Here is the shredded file:


In [19]:
import IPython.display
IPython.display.Image('./tokyoshred.png')


Out[19]:

In [158]:
def pixel_compare(p1, p2):
    '''
    Takes in two length four tuple and returns a naive distance between them, simply the sum of the absolute values of the 
    differences.
    '''
    error = 0
    assert len(p1) == 4
    for i in range(4):
        error += abs(p1[i]-p2[i])
    return error

pixel_compare(get_pixel_value(31, 245),get_pixel_value(32, 245))


Out[158]:
87

In [207]:
import random

NUMBER_OF_COLUMNS = 20

def shred_compare(shred, shreds_left, left=True):
    errors = []
    for oshred in shreds_left:
        error = 0
        for i in range(image.size[1]):
            if left == True:
                p1 = get_pixel_value(shred*shred_width, i)
                p2 = get_pixel_value((oshred+1)*shred_width - 1, i)
                error += pixel_compare(p1,p2)
            else:
                p1 = get_pixel_value((shred+1)*shred_width - 1, i)
                p2 = get_pixel_value(oshred*shred_width, i)
                error += pixel_compare(p1,p2)
        errors.append((error, oshred))
    return min(errors)
    
shreds_left = [i for i in range(NUMBER_OF_COLUMNS)]
shred = random.choice(shreds_left)
shreds_left.remove(shred)
print 'Shred %s' % shred
print 'Best shred on the left: {0}'.format(shred_compare(shred, shreds_left))
print 'Best shred on the right: {0}'.format(shred_compare(shred, shreds_left, left=False))


Shred 3
Best shred on the left: (36009, 7)
Best shred on the right: (26985, 2)

Now find the best candidate for the leftmost shred (this technique turns out to be not so effective in practice, hence the alteration to the algorithm below):


In [202]:
lefterrors = []
for shred in range(NUMBER_OF_COLUMNS):
    shreds_left = [i for i in range(NUMBER_OF_COLUMNS) if i != shred]
    lefterrors.append([shred_compare(shred, shreds_left), shred])
print sorted(lefterrors, key=lambda triple: -triple[0][0])

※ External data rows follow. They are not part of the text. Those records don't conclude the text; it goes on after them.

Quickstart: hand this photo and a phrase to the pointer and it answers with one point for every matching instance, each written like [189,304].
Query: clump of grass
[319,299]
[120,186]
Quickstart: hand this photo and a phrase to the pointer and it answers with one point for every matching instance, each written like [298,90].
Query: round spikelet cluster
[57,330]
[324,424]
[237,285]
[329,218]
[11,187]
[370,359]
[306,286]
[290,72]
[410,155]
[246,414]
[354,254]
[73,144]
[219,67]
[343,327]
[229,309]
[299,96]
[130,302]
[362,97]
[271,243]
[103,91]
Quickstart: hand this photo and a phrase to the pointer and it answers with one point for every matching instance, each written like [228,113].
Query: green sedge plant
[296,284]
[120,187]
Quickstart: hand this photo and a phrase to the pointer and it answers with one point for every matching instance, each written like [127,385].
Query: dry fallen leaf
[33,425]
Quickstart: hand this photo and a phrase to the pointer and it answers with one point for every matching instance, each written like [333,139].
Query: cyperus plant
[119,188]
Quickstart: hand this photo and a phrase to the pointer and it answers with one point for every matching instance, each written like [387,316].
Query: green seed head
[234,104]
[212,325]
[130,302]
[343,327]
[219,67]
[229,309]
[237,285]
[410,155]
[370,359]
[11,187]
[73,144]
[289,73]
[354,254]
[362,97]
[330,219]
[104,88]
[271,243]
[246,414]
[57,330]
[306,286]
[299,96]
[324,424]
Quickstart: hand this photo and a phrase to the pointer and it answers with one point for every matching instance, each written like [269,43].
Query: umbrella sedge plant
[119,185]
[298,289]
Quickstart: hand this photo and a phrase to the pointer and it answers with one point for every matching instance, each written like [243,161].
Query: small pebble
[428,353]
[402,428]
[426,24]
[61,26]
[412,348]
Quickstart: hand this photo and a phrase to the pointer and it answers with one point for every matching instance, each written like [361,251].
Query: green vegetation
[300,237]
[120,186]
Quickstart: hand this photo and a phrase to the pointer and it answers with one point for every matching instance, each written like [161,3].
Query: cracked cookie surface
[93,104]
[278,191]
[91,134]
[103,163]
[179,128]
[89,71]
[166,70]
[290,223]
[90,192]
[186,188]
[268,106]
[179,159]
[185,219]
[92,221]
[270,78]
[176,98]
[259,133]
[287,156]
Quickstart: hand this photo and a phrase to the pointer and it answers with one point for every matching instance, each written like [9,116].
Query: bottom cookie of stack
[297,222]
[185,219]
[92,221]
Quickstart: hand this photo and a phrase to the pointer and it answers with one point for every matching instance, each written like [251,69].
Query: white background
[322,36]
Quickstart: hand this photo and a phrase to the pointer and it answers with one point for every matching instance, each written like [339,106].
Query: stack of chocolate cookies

[[(50508, 12), 6], [(43988, 19), 17], [(42182, 0), 8], [(36009, 7), 3], [(33656, 13), 7], [(33250, 18), 13], [(31697, 6), 15], [(30924, 15), 1], [(29927, 4), 19], [(29257, 14), 16], [(26985, 3), 2], [(26391, 17), 12], [(25169, 5), 0], [(24941, 2), 11], [(22474, 1), 5], [(22235, 11), 4], [(18990, 8), 10], [(18091, 16), 18], [(17093, 10), 14], [(13999, 0), 9]]

The algorithm chooses a random starting place, computes the smallest errors on the left and on the right and then chooses the minimum one. That shred gets added to the appropriate side and then we use the new end shreds (one of which will be the original shred) to find the next shred via the same process. The benefit of doing this is that the end shreds do not cause problems like they did in my previous methods.


In [208]:
shreds_left = [i for i in range(NUMBER_OF_COLUMNS)]
shred = random.choice(shreds_left)
shreds_left.remove(shred)
shred_order = [shred]
lshred, rshred = shred, shred

while len(shred_order) < NUMBER_OF_COLUMNS:
    shreds_left = [i for i in range(NUMBER_OF_COLUMNS) if i not in shred_order]
    lerror, lshred = shred_compare(lshred, shreds_left)
    rerror, rshred = shred_compare(rshred, shreds_left, left=False)

    if lerror < rerror:
        shreds_left.remove(lshred)
        if lshred in shred_order:
            print shreds_left, shred_order, lshred, lerror
        shred_order = [lshred] + shred_order
        rshred = shred
    else:
        shreds_left.remove(rshred)
        if rshred in shred_order:
            print shreds_left, shred_order, lshred, lerror
        shred_order.append(rshred)
        lshred = shred

print shred_order


[8, 10, 14, 16, 18, 13, 7, 3, 2, 11, 4, 19, 17, 12, 6, 15, 1, 5, 0, 9]

This code from the Instagram page creates a new image object of the correct size and pastes the shred in the correct positions using the list of shreds obtained above:


In [209]:
# Create a new image of the same size as the original and copy a region into the new image
unshredded = Image.new('RGBA', image.size)
shred_width = unshredded.size[0]/NUMBER_OF_COLUMNS

for idx, shred_number in enumerate(shred_order):
    x1, y1 = shred_width * shred_number, 0
    x2, y2 = x1 + shred_width, unshredded.size[1]
    source_region = image.crop((x1, y1, x2, y2))
    destination_point = (shred_width*idx, 0)
    unshredded.paste(source_region, destination_point)

# Output the new image
newpath = path[:-9] + 'unshred.png'
unshredded.save(newpath, 'PNG')

In [210]:
import IPython.display
IPython.display.Image('./tokyounshred.png')


Out[210]:

In [109]:
%load_ext version_information
%version_information PIL


Out[109]:
SoftwareVersion
Python2.7.3 (default, Feb 27 2014, 20:00:17) [GCC 4.6.3]
IPython2.0.0
OSposix [linux2]
PIL1.1.7
Tue May 20 10:44:25 2014 BST